S25, said father node is set to non-live-vertex, and the hypothesis node that is generated is set to live-vertex.
Wherein, When obtaining gps data for the first time; Judge according to effective marker position, precision and the number of satellite of said gps data whether these data are effective, when obtaining gps data once more, effective marker position, precision, number of satellite and gps data and the Δ of said gps data tThe range difference of preceding gps data is apart from judging whether these data are effective.
Wherein, if to suppose that node j is that father node generates new hypothesis node, the step that then generates new hypothesis node among the step S3 is specially: state and automobile current state according to said hypothesis node j generate new hypothesis node.

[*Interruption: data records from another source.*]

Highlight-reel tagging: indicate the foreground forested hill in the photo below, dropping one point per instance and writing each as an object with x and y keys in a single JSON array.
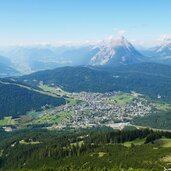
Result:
[{"x": 97, "y": 149}]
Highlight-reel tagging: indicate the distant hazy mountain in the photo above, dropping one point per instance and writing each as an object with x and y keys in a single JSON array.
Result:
[
  {"x": 6, "y": 68},
  {"x": 31, "y": 59},
  {"x": 116, "y": 52}
]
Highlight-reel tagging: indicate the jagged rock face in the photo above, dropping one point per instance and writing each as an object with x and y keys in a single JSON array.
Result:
[
  {"x": 116, "y": 52},
  {"x": 164, "y": 50}
]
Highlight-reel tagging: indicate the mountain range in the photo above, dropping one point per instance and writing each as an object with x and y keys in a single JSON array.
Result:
[{"x": 110, "y": 52}]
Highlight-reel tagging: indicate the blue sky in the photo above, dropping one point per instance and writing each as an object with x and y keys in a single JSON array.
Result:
[{"x": 31, "y": 21}]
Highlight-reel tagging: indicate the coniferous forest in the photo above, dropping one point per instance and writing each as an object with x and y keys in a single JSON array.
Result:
[{"x": 100, "y": 148}]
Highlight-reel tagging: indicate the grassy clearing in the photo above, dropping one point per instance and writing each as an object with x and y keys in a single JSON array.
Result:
[
  {"x": 121, "y": 99},
  {"x": 164, "y": 142},
  {"x": 7, "y": 121},
  {"x": 135, "y": 142},
  {"x": 53, "y": 119},
  {"x": 29, "y": 143}
]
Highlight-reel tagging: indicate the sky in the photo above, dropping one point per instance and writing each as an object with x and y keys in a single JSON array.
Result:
[{"x": 57, "y": 21}]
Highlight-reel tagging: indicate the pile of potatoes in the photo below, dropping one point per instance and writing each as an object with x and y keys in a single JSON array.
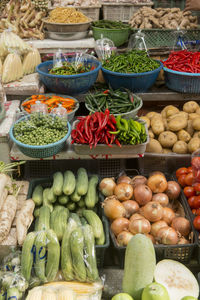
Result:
[{"x": 173, "y": 130}]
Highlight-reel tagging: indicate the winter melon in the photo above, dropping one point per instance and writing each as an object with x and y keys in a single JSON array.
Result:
[{"x": 140, "y": 263}]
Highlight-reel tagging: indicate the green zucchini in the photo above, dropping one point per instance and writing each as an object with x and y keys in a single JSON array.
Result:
[
  {"x": 37, "y": 195},
  {"x": 69, "y": 183},
  {"x": 77, "y": 247},
  {"x": 57, "y": 183},
  {"x": 82, "y": 182},
  {"x": 90, "y": 198}
]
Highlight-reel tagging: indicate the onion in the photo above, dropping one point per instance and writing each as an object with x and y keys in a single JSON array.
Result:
[
  {"x": 161, "y": 198},
  {"x": 107, "y": 186},
  {"x": 155, "y": 227},
  {"x": 140, "y": 226},
  {"x": 142, "y": 194},
  {"x": 131, "y": 207},
  {"x": 138, "y": 180},
  {"x": 182, "y": 225},
  {"x": 167, "y": 236},
  {"x": 113, "y": 208},
  {"x": 173, "y": 190},
  {"x": 157, "y": 182},
  {"x": 168, "y": 215},
  {"x": 123, "y": 238},
  {"x": 124, "y": 178},
  {"x": 119, "y": 225},
  {"x": 153, "y": 211},
  {"x": 123, "y": 191},
  {"x": 136, "y": 217},
  {"x": 150, "y": 237}
]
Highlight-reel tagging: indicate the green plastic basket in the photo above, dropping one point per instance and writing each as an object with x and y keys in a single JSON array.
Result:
[
  {"x": 157, "y": 38},
  {"x": 118, "y": 36}
]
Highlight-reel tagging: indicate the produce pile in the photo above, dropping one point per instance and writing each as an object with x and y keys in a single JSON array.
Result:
[
  {"x": 40, "y": 129},
  {"x": 148, "y": 206},
  {"x": 163, "y": 18},
  {"x": 183, "y": 61},
  {"x": 104, "y": 128},
  {"x": 135, "y": 61},
  {"x": 174, "y": 130},
  {"x": 52, "y": 101},
  {"x": 16, "y": 213},
  {"x": 118, "y": 101},
  {"x": 23, "y": 18}
]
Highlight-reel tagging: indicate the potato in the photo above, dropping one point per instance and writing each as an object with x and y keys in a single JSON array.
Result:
[
  {"x": 177, "y": 123},
  {"x": 190, "y": 128},
  {"x": 196, "y": 123},
  {"x": 154, "y": 146},
  {"x": 190, "y": 107},
  {"x": 151, "y": 134},
  {"x": 147, "y": 121},
  {"x": 167, "y": 139},
  {"x": 183, "y": 135},
  {"x": 193, "y": 116},
  {"x": 180, "y": 147},
  {"x": 194, "y": 144}
]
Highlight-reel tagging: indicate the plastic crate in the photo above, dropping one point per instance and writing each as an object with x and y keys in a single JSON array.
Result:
[
  {"x": 121, "y": 11},
  {"x": 100, "y": 249},
  {"x": 182, "y": 253}
]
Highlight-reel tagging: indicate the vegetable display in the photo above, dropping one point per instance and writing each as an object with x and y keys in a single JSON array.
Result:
[
  {"x": 183, "y": 61},
  {"x": 141, "y": 205},
  {"x": 135, "y": 61},
  {"x": 52, "y": 101},
  {"x": 174, "y": 130},
  {"x": 118, "y": 101},
  {"x": 163, "y": 18},
  {"x": 109, "y": 24},
  {"x": 71, "y": 68},
  {"x": 40, "y": 129}
]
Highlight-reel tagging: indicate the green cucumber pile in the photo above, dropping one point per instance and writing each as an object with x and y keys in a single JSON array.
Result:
[{"x": 40, "y": 129}]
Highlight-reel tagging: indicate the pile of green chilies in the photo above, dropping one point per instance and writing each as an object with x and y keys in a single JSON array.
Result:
[
  {"x": 118, "y": 102},
  {"x": 135, "y": 61}
]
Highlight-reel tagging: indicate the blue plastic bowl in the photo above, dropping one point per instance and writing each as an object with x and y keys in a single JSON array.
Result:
[
  {"x": 136, "y": 82},
  {"x": 68, "y": 84},
  {"x": 39, "y": 151},
  {"x": 182, "y": 82}
]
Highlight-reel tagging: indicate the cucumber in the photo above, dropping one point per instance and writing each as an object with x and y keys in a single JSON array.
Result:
[
  {"x": 37, "y": 195},
  {"x": 77, "y": 247},
  {"x": 57, "y": 183},
  {"x": 90, "y": 198},
  {"x": 69, "y": 183},
  {"x": 63, "y": 199},
  {"x": 44, "y": 218},
  {"x": 53, "y": 255},
  {"x": 50, "y": 196},
  {"x": 90, "y": 254},
  {"x": 66, "y": 259},
  {"x": 140, "y": 264},
  {"x": 96, "y": 224},
  {"x": 82, "y": 182}
]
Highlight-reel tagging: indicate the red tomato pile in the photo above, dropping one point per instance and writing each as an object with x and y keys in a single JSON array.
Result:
[{"x": 191, "y": 190}]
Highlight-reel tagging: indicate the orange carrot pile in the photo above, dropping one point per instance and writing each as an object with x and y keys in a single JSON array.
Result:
[{"x": 51, "y": 101}]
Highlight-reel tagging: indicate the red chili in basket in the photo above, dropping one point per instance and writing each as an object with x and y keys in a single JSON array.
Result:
[{"x": 183, "y": 61}]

Wherein, the step of the said weight of calculating is following among the step S4:
Suppose G n, A n, O nThe mileage number that gps coordinate when being illustrated respectively in t=n, automobile deflects angle and automobile are passed by, the current path h that possibly belong to of automobile during to any t=n uses X kThe position and the automobile steering information of hypothesis node when being illustrated in t=k, then the weight calculation formula of path h is following:
P ( h | G 1 , A 1 , O 1 , . . . , G n , A n , O n )
= P ( G n | X n ) P ( A n , O n | X n - 1 , X n ) P ( X n | X n - 1 ) P ( G n , A n , O n ) · P ( h 0 | G 1 , A 1 , O 1 , · · · , G n - 1 , A n - 1 , O n - 1 )
= λ n P ( G n | X n ) P ( A n , O n | X n - 1 , X n ) P ( X n | X n - 1 ) · P ( h 0 | G 1 , A 1 , O 1 , . . . G n - 1 , A n - 1 , O n - 1 )
P (* | * *) is illustrated in the conditional probability of calculating " * " under " * * " condition.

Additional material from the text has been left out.